Foto: istimewa | Gubernur Papua Matius Fakhiri bersama Menteri Imigrasi Agus Andrianto dalam pertemuan di Jakarta kemarin, Kamis (9/7).
Jayapura, jurnalmamberamofoja.com – Gubernur Papua Komjen Pol. (Purn). Matius D. Fakhiri, SIK.,MH., atau yang akrab disapa MDF mengusulkan kolaborasi strategis dengan Kementerian Imigrasi dan Pemasyarakatan, termasuk membuka peluang pengalihan aparatur sipil negara (ASN) Pemerintah Provinsi Papua ke lingkungan Kementerian Imigrasi. Usulan tersebut mendapat sambutan positif dari Menteri Imigrasi dan Pemasyarakatan Komjen Pol (Purn). Drs. Agus Andrianto, SH.,MH., dalam pertemuan yang berlangsung di Jakarta, Kamis (9/7/2026).
Menurut Gubernur MDF, pengalihan ASN dapat menjadi solusi untuk mengoptimalkan sumber daya aparatur di Papua sekaligus memperkuat pelayanan keimigrasian, khususnya di kawasan timur Indonesia.
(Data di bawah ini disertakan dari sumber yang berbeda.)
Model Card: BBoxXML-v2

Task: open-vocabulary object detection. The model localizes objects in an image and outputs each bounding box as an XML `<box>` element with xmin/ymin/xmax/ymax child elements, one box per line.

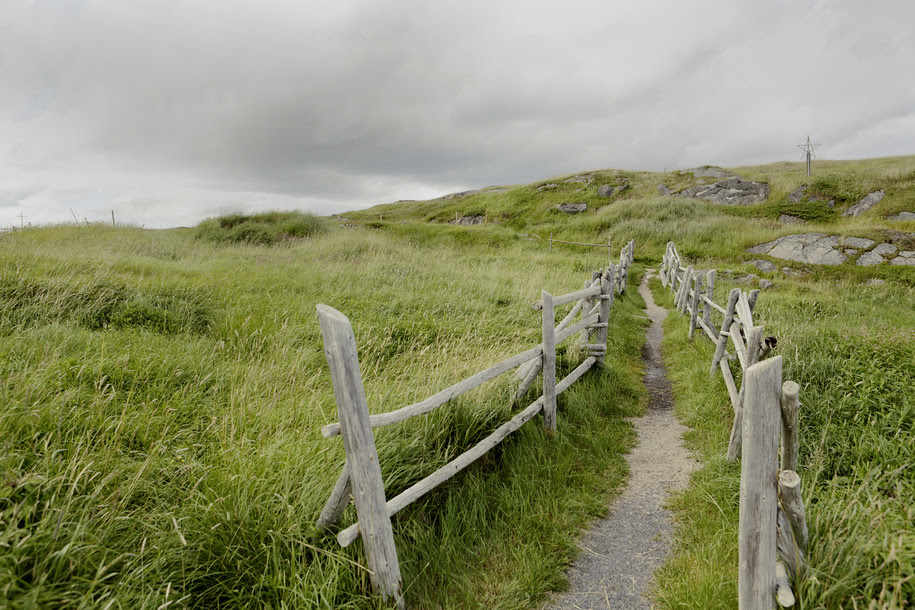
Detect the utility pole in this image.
<box><xmin>797</xmin><ymin>136</ymin><xmax>822</xmax><ymax>177</ymax></box>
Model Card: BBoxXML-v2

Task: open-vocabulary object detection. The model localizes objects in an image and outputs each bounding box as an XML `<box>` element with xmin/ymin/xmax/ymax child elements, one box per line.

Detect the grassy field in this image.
<box><xmin>0</xmin><ymin>157</ymin><xmax>915</xmax><ymax>608</ymax></box>
<box><xmin>0</xmin><ymin>215</ymin><xmax>644</xmax><ymax>608</ymax></box>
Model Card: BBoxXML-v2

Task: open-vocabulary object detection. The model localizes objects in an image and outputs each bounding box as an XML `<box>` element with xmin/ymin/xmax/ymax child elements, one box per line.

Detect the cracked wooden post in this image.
<box><xmin>578</xmin><ymin>276</ymin><xmax>592</xmax><ymax>350</ymax></box>
<box><xmin>727</xmin><ymin>324</ymin><xmax>765</xmax><ymax>462</ymax></box>
<box><xmin>597</xmin><ymin>270</ymin><xmax>613</xmax><ymax>365</ymax></box>
<box><xmin>318</xmin><ymin>303</ymin><xmax>406</xmax><ymax>608</ymax></box>
<box><xmin>688</xmin><ymin>273</ymin><xmax>702</xmax><ymax>339</ymax></box>
<box><xmin>781</xmin><ymin>381</ymin><xmax>801</xmax><ymax>471</ymax></box>
<box><xmin>737</xmin><ymin>356</ymin><xmax>782</xmax><ymax>610</ymax></box>
<box><xmin>315</xmin><ymin>462</ymin><xmax>353</xmax><ymax>530</ymax></box>
<box><xmin>703</xmin><ymin>269</ymin><xmax>718</xmax><ymax>328</ymax></box>
<box><xmin>676</xmin><ymin>266</ymin><xmax>693</xmax><ymax>313</ymax></box>
<box><xmin>709</xmin><ymin>288</ymin><xmax>740</xmax><ymax>377</ymax></box>
<box><xmin>540</xmin><ymin>290</ymin><xmax>556</xmax><ymax>436</ymax></box>
<box><xmin>778</xmin><ymin>470</ymin><xmax>809</xmax><ymax>553</ymax></box>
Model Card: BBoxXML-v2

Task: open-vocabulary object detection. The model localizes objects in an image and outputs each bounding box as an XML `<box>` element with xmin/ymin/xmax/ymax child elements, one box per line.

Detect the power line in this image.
<box><xmin>797</xmin><ymin>136</ymin><xmax>822</xmax><ymax>176</ymax></box>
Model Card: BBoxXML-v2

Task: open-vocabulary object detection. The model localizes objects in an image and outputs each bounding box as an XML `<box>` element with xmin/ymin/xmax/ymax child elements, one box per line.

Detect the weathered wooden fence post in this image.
<box><xmin>318</xmin><ymin>303</ymin><xmax>402</xmax><ymax>608</ymax></box>
<box><xmin>703</xmin><ymin>269</ymin><xmax>718</xmax><ymax>328</ymax></box>
<box><xmin>709</xmin><ymin>288</ymin><xmax>740</xmax><ymax>376</ymax></box>
<box><xmin>597</xmin><ymin>270</ymin><xmax>613</xmax><ymax>364</ymax></box>
<box><xmin>540</xmin><ymin>290</ymin><xmax>556</xmax><ymax>436</ymax></box>
<box><xmin>781</xmin><ymin>381</ymin><xmax>801</xmax><ymax>471</ymax></box>
<box><xmin>737</xmin><ymin>356</ymin><xmax>782</xmax><ymax>610</ymax></box>
<box><xmin>689</xmin><ymin>273</ymin><xmax>703</xmax><ymax>339</ymax></box>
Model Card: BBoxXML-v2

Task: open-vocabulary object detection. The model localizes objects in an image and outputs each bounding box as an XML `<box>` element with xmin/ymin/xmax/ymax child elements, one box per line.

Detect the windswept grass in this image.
<box><xmin>656</xmin><ymin>274</ymin><xmax>915</xmax><ymax>608</ymax></box>
<box><xmin>197</xmin><ymin>212</ymin><xmax>326</xmax><ymax>246</ymax></box>
<box><xmin>0</xmin><ymin>226</ymin><xmax>643</xmax><ymax>608</ymax></box>
<box><xmin>0</xmin><ymin>157</ymin><xmax>915</xmax><ymax>608</ymax></box>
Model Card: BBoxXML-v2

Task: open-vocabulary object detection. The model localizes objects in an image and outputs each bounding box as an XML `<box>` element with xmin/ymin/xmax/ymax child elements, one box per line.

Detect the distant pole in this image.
<box><xmin>797</xmin><ymin>136</ymin><xmax>822</xmax><ymax>177</ymax></box>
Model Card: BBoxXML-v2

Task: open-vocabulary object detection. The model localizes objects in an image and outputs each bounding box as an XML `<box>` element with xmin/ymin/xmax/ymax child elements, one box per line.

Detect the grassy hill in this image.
<box><xmin>0</xmin><ymin>157</ymin><xmax>915</xmax><ymax>608</ymax></box>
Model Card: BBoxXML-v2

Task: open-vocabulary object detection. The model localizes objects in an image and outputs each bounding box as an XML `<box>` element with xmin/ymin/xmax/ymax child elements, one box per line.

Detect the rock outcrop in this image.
<box><xmin>556</xmin><ymin>203</ymin><xmax>588</xmax><ymax>214</ymax></box>
<box><xmin>681</xmin><ymin>165</ymin><xmax>740</xmax><ymax>180</ymax></box>
<box><xmin>677</xmin><ymin>178</ymin><xmax>769</xmax><ymax>205</ymax></box>
<box><xmin>842</xmin><ymin>189</ymin><xmax>886</xmax><ymax>216</ymax></box>
<box><xmin>750</xmin><ymin>259</ymin><xmax>775</xmax><ymax>273</ymax></box>
<box><xmin>747</xmin><ymin>231</ymin><xmax>915</xmax><ymax>268</ymax></box>
<box><xmin>747</xmin><ymin>233</ymin><xmax>848</xmax><ymax>265</ymax></box>
<box><xmin>448</xmin><ymin>214</ymin><xmax>486</xmax><ymax>227</ymax></box>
“Kami menyampaikan kepada Bapak Menteri bahwa jumlah ASN di Pemerintah Provinsi Papua cukup besar. Karena itu kami mengusulkan agar sebagian ASN dapat dialihkan menjadi ASN di Kementerian Imigrasi,” ujar MDF.
Selain membahas penataan ASN, pertemuan tersebut juga menyoroti upaya peningkatan Pendapatan Asli Daerah (PAD) melalui pengembangan perdagangan lintas batas dengan negara-negara di kawasan Pasifik, terutama Papua Nugini (PNG).
MDF menilai Papua memiliki potensi ekonomi yang besar apabila produk-produk lokal tidak hanya dipasarkan di dalam daerah, tetapi juga mampu menembus pasar internasional.
Untuk mewujudkan hal itu, diperlukan sinergi dengan Direktorat Jenderal Imigrasi, terutama dalam memperkuat fungsi pos lintas batas agar aktivitas perdagangan dan mobilitas masyarakat semakin lancar.
“Kalau produk kita hanya dipasarkan di Papua saja sudah bisa meningkatkan PAD. Akan lebih baik lagi apabila dapat diperluas hingga ke kawasan Pasifik, termasuk Papua Nugini,” katanya.
Baca juga: Gubernur Papua Lantik 16 Pejabat, Matius Fakhiri Warning ASN Jangan Hanya Duduk di Balik Meja
Dalam kesempatan itu, Gubernur juga mengusulkan pemanfaatan warga binaan pemasyarakatan untuk mendukung program pertanian dan perkebunan yang tengah dikembangkan Pemerintah Provinsi Papua.
Menurutnya, keterlibatan warga binaan dalam kegiatan produktif akan menjadi bekal keterampilan sekaligus membantu proses pembinaan sebelum kembali ke tengah masyarakat.
“Daripada hanya menunggu masa bebas, mereka dapat dilibatkan dalam kegiatan produktif seperti brigade pangan sehingga memiliki keterampilan saat kembali ke masyarakat,” jelasnya.
MDF mengungkapkan, Menteri Agus Andrianto menyambut baik berbagai usulan yang disampaikan dan menyatakan kesiapan Kementerian Imigrasi dan Pemasyarakatan untuk mendukung program-program strategis Pemerintah Provinsi Papua.
Ia juga mengapresiasi komitmen Menteri Agus dalam membuka peluang yang lebih luas bagi putra-putri asli Papua untuk berkarier di lingkungan Kementerian Imigrasi, termasuk kesempatan menduduki jabatan strategis seperti kepala kantor wilayah pada masa mendatang.
Menurut MDF, peningkatan keterlibatan Orang Asli Papua dalam birokrasi nasional merupakan langkah penting untuk memperkuat representasi Papua sekaligus mendorong lahirnya aparatur yang profesional dan berdaya saing.